Artificial Intelligence

Human Eye to AI

Artificial intelligence (AI) is becoming more common for screening, diagnosing and helping deal with eye conditions. This innovative technology is already being used in online web search tools like Google, speech recognition tools and other smart devices and gadgets. Now, currently, AI is showing promises in healthcare.

With all its abundant potential, Artificial Intelligence might seem like a technological leap for humanity, but clearly, it’s only our latest step in improving the way in which we see the world.

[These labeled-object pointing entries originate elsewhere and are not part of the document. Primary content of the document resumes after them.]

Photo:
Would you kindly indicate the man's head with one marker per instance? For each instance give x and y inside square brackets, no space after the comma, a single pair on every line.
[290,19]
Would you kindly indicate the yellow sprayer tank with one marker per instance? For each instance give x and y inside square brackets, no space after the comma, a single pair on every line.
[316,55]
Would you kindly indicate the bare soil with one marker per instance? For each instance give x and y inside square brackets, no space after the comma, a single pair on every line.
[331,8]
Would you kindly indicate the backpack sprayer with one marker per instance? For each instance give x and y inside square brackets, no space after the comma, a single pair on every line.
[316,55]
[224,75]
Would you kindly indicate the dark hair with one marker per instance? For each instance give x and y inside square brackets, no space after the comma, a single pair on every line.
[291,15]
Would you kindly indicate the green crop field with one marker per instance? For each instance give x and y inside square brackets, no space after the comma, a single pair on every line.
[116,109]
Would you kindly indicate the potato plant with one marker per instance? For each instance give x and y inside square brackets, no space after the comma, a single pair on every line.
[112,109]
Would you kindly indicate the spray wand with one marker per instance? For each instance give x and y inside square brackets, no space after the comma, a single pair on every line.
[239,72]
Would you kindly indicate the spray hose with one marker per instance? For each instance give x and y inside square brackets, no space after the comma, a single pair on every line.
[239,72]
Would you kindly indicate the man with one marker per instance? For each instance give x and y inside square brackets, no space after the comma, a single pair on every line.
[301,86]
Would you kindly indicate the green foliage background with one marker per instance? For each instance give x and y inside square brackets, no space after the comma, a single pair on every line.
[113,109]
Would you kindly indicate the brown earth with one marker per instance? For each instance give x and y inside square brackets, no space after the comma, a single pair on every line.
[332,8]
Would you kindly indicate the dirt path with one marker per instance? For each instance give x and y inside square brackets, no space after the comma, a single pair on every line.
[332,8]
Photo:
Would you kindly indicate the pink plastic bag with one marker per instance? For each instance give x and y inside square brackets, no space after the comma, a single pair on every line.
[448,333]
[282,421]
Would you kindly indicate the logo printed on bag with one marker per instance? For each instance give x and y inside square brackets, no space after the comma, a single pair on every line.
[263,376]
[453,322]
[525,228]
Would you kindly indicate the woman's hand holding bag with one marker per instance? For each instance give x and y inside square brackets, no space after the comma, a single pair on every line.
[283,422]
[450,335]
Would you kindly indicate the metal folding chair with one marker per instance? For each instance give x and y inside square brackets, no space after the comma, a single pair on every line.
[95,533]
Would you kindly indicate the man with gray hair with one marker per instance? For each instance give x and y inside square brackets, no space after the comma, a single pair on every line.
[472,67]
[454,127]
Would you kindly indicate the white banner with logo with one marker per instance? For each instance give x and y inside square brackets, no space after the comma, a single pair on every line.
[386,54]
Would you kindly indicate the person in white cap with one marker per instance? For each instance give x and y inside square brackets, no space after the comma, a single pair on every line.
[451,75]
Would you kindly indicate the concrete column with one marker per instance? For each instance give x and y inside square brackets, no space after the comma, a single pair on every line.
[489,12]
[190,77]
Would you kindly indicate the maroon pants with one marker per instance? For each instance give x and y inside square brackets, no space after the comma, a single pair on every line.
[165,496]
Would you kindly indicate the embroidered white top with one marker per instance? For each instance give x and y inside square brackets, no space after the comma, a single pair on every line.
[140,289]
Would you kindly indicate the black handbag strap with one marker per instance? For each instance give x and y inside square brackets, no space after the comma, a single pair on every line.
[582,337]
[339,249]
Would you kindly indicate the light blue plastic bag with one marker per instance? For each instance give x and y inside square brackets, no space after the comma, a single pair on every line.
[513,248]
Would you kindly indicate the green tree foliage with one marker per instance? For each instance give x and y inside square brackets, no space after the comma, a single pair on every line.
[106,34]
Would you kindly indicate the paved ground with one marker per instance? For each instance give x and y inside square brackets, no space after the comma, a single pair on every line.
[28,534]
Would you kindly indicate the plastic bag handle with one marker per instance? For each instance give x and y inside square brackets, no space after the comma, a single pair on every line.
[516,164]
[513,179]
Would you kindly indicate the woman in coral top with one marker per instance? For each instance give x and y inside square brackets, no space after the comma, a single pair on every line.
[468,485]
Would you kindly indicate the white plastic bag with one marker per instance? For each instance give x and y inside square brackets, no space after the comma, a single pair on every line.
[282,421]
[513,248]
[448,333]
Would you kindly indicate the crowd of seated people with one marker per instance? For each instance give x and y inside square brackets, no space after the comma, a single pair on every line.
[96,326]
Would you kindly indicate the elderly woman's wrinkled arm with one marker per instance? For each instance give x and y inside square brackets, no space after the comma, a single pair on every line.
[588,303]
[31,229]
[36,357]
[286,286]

The human eye has once again become a window for technological innovation in healthcare. This time for artificial intelligence (AI), with neural networks looking out for patterns when fed with data. Such networks had been in use for decades, however today, they have resulted in an explosion of applications. AI is on a roll. And since that eyes have always been amenable to images and photography they have become data troves for algorithms seeking patterns and symptoms of diseases. With the eyes have always been responsible for one of the 5 critical senses, it is one of the most complex organs of the human physique, and our survival also has always been depended on our ability to detect danger through our critical senses.

An outcome from several studies shows that the AI has the potential to help doctors detect and diagnose the eye diseases. However advance study and research are required to show the technologies to do what they set out to do. It’s going to take some effort to earn ophthalmologists trust and to convince them to use AI-centered tools in their practices.

Advances in optical technology over the centuries:

Over the centuries, a lot of limitations were overcome by advanced study and research in optical technology. Culminating in the invention of eyeglasses in the early 1300s which addressed the challenge of poor vision which in effect cause farsightedness, astigmatism, nearsightedness.

Eyeglasses further enabled humans to take part in and make a contribution of their gathered experiences to the collective skills-base even in the latter a part of their lives, when age-deduced vision loss occurs.

The lens was again utilized in the subsequent inventions like the microscope and the telescope in the early 1600s. These inventions have enabled humans ability to see at the micro level and extraterrestrial objects with clarity which was not feasible with the bare eye.
These inventions also helped spur numerous biological and geographical discoveries, both on earth and extraterrestrial, additional growing the scientific knowledge.

The invention of frequencies outside the visual spectrum for the period of the late 1800s, for illustration, led to the wave of radiological innovations, such as ultrasounds and X-Rays, that leveraged virtually the whole electromagnetic spectrum to see via animate and inanimate objects.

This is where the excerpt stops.